Homeless man who abused boy after parents allowed him to stay in their home jailed.
Defence describe defendant as borderline learning disability and effectively a homeless street drinker
A homeless man who abused a boy after his victim’s parents allowed him to sleep at their home was jailed today.
John Ramsey was handed a combination order for assaulting the boy in Belfast in the mid-80s.
Ramsey, whose address was given as a hostel on the city’s Verner Street, admitted the single charge – despite being so drunk at the time of the incident that he has no recollection of it.
The 56-year-old was handed a combination order of six months custody followed by a year on probation by the Belfast Recorder, Judge David McFarland.
Belfast Crown Court heard that Ramsey took advantage of the hospitality he was offered by the boy’s parents, who allowed him to sleep on their sofa.
The indecent assault occurred either in the summer of 1986 or 1987, when the boy was aged between nine and 10, and Ramsey was aged 27/28.
On the evening in question, Ramsey – who had been sleeping in the family’s East Belfast home – entered the boy’s bedroom after the youngster’s parents had gone to bed.
Ramsey then got into bed behind the boy, “wrapped himself” around him then indecently assaulted him while the boy was curled in the foetal position.
Ramsey then threatened the youngster, telling him if he told anyone what had happened, he would be taken away from his parents.
Ramsey’s offending emerged in 2005, and when he was questioned by police, he admitted staying with the boy’s family in the mid 80s and denied the offence.
The court heard that Ramsey has since admitted the charge, saying that while he has no memory of it, he believes what the injured party said.
Prosecuting barrister Philip Henry said the guilty plea was of “significant relief to the injured party, who will not have to give evidence or be cross-examined”.
Mr Henry also said Ramsey had similar offences on his criminal record from around the same time, but there has been no sexual offending since the mid 80s.
Defence barrister Christine Smith QC described Ramsey as a man with a borderline learning disability and a man who is effectively a homeless street drinker.

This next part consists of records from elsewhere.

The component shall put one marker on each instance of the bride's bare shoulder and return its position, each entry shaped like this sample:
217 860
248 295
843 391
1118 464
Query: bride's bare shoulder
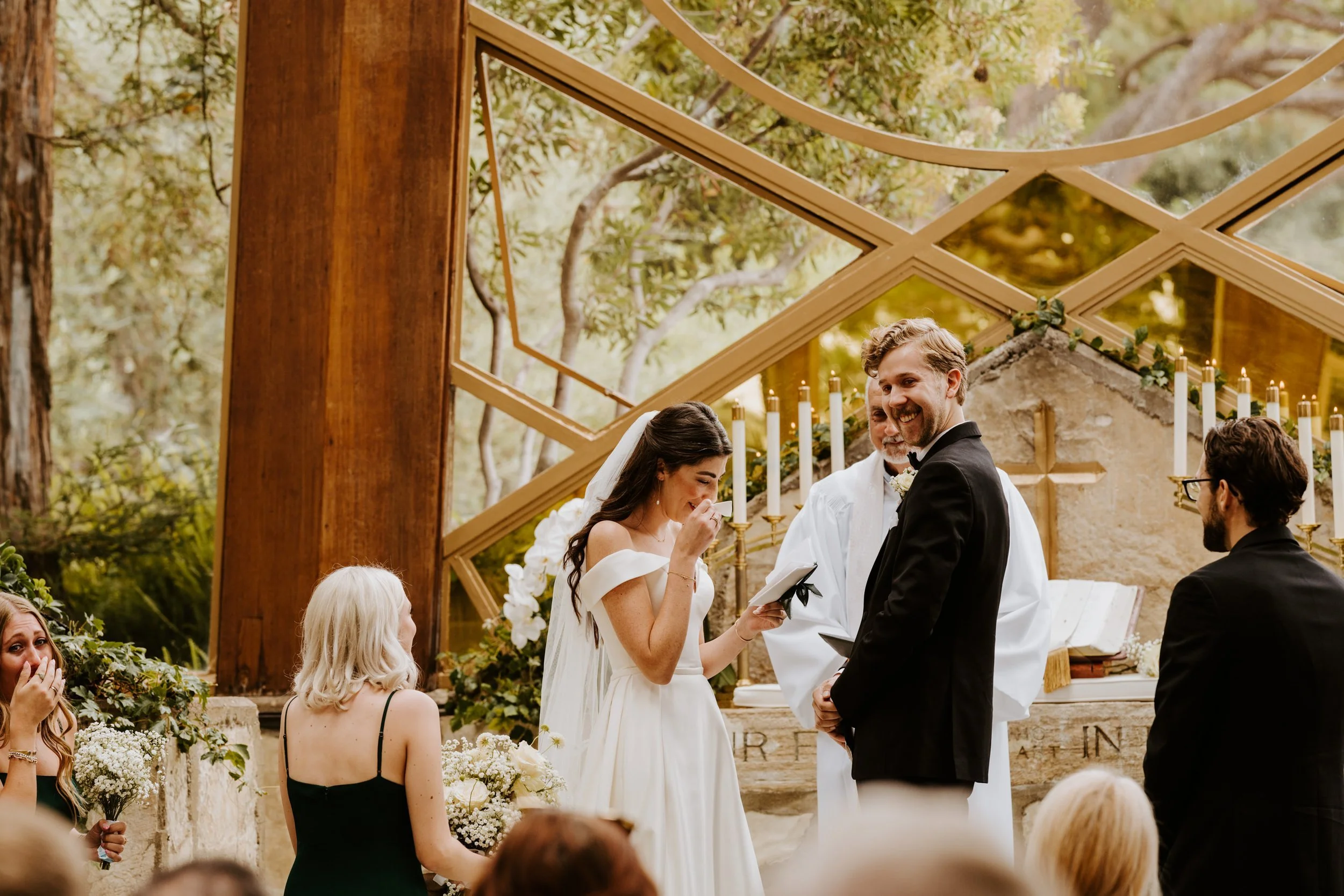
606 539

Ms Smith also spoke of difficulties within the victim’s family, adding Ramsey has since expressed empathy for the boy he indecently assaulted.
The barrister told Judge McFarland that her client had a long-standing history of alcohol misuse, and that he had a “chaotic lifestyle”.
Passing sentence, Judge McFarland spoke of the many difficulties faced by the victim – both in his childhood and up to the present day – telling Ramsey his actions contributed to these difficulties.